From holy grail to holy cow! Energy storage adoption acceleratesDavid Wagman | July 10, 2019
Operating utility-scale battery storage power capacity has more than quadrupled in the U.S. from the end of 2014 (214 megawatts (MW)) through March 2019 (899 MW).
The Energy Department's Energy Information Administration (EIA) said that if currently planned additions are completed and no current operating capacity is retired, utility-scale battery storage power capacity could exceed 2,500 MW by 2023.
EIA defines utility-scale battery storage units as having 1 MW or greater power capacity. It credits growth in utility-scale battery installations to supportive state-level energy storage policies and the Federal Energy Regulatory Commission’s Order 841. That order directed power system operators to allow utility-scale battery systems to take part in their wholesale energy, capacity and ancillary services markets.
Holy grail no longer?
Long considered something of the holy grail for the electric power industry, utility-scale batteries make it possible to store energy for use at times other than when it was produced. Previously, energy had to be consumed as it was produced. That characteristic caused frequent headaches for grid operators who have to balance intermittent renewable energy resources with demand and with relatively inflexible generating resources such as coal and nuclear.
Headline-grabbing events that included a natural gas storage leak in California and hurricanes in the Caribbean helped battery energy storage gain a foothold. Large-scale production — aided by growing demand for lithium-ion batteries for electric vehicles — has helped to drive down the cost of large-scale storage.
In 2017, the CEO of NextEra Energy, parent of Florida Power & Light, was quoted as saying, “Yeah. Storage is very real now."
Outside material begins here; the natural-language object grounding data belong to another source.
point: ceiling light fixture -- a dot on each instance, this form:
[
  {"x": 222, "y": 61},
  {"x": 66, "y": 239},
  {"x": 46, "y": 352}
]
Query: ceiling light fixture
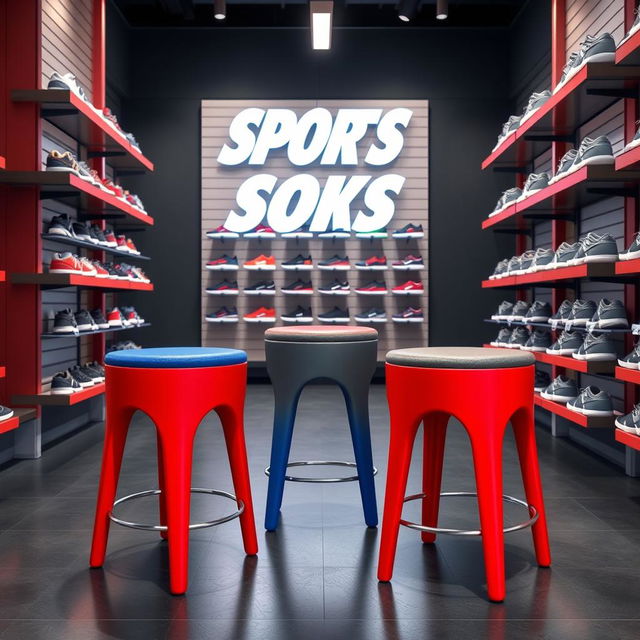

Pairing utility-scale battery storage with intermittent renewable resources such as wind and solar has become increasingly cost-competitive compared with traditional generation options, EIA said. (Read "This utility is adding 950 MW of solar and energy storage capacity.")
EIA said that the two largest operating utility-scale battery storage sites as of March 2019 provide 40 MW of power capacity each: the Golden Valley Electric Association’s battery energy storage system in Alaska and the Vista Energy storage system in California. It said that 16 operating battery storage sites have an installed power capacity of 20 MW or greater. Of the 899 MW of installed operating battery storage reported by states as of March 2019, California, Illinois and Texas account for a little less than half of that capacity.
In the first quarter of 2019, 60 MW came online, and an additional 108 MW of installed capacity will likely become operational by the end of the year. Of these planned 2019 installations, the largest is the Top Gun Energy Storage facility in California with 30 MW of installed capacity.
As of March 2019, the total utility-scale battery storage power capacity planned to come online through 2023 was 1,623 MW. If these planned facilities come online, total U.S. utility-scale battery storage power capacity would nearly triple by the end of 2023. Additional capacity beyond what has already been reported may also be added as future operational dates approach.
Of the planned battery storage projects, the largest two sites account for 725 MW and are planned to start commercial operation in 2021. The largest of these planned sites is the Manatee Solar Energy Center in Parrish, Florida. With a capacity of 409 MW, this project would be one of the largest solar-powered battery systems in the world and would store energy from a nearby Florida Power & Light solar plant in Manatee County.
The second-largest planned facility is the Helix Ravenswood facility located in Queens, New York. That project would be developed in three stages and would have a total capacity of 316 MW.
Storage for peak demand
In June, the National Renewable Energy Laboratory (NREL) released a report that said roughly 28 gigawatts (GW) of practical potential exists for 4-hour storage providing capacity for times of peak energy demand, assuming current grid conditions and demand patterns. NREL said that deployment at that scale could help cut storage costs and enable still greater solar photovoltaic (PV) deployment. It said this, in turn, could extend the practical potential for 4-hour storage to 50 GW or beyond (assuming PV provides 10% of the nation’s electricity demand).
The NREL report said that the relative value of storage capable of providing system flexibility (such as time-shifting generation resources and avoided thermal plant starts) increases the value of batteries relative to gas-fueled combustion turbines and will vary by power grid mix, fuel price and energy storage size.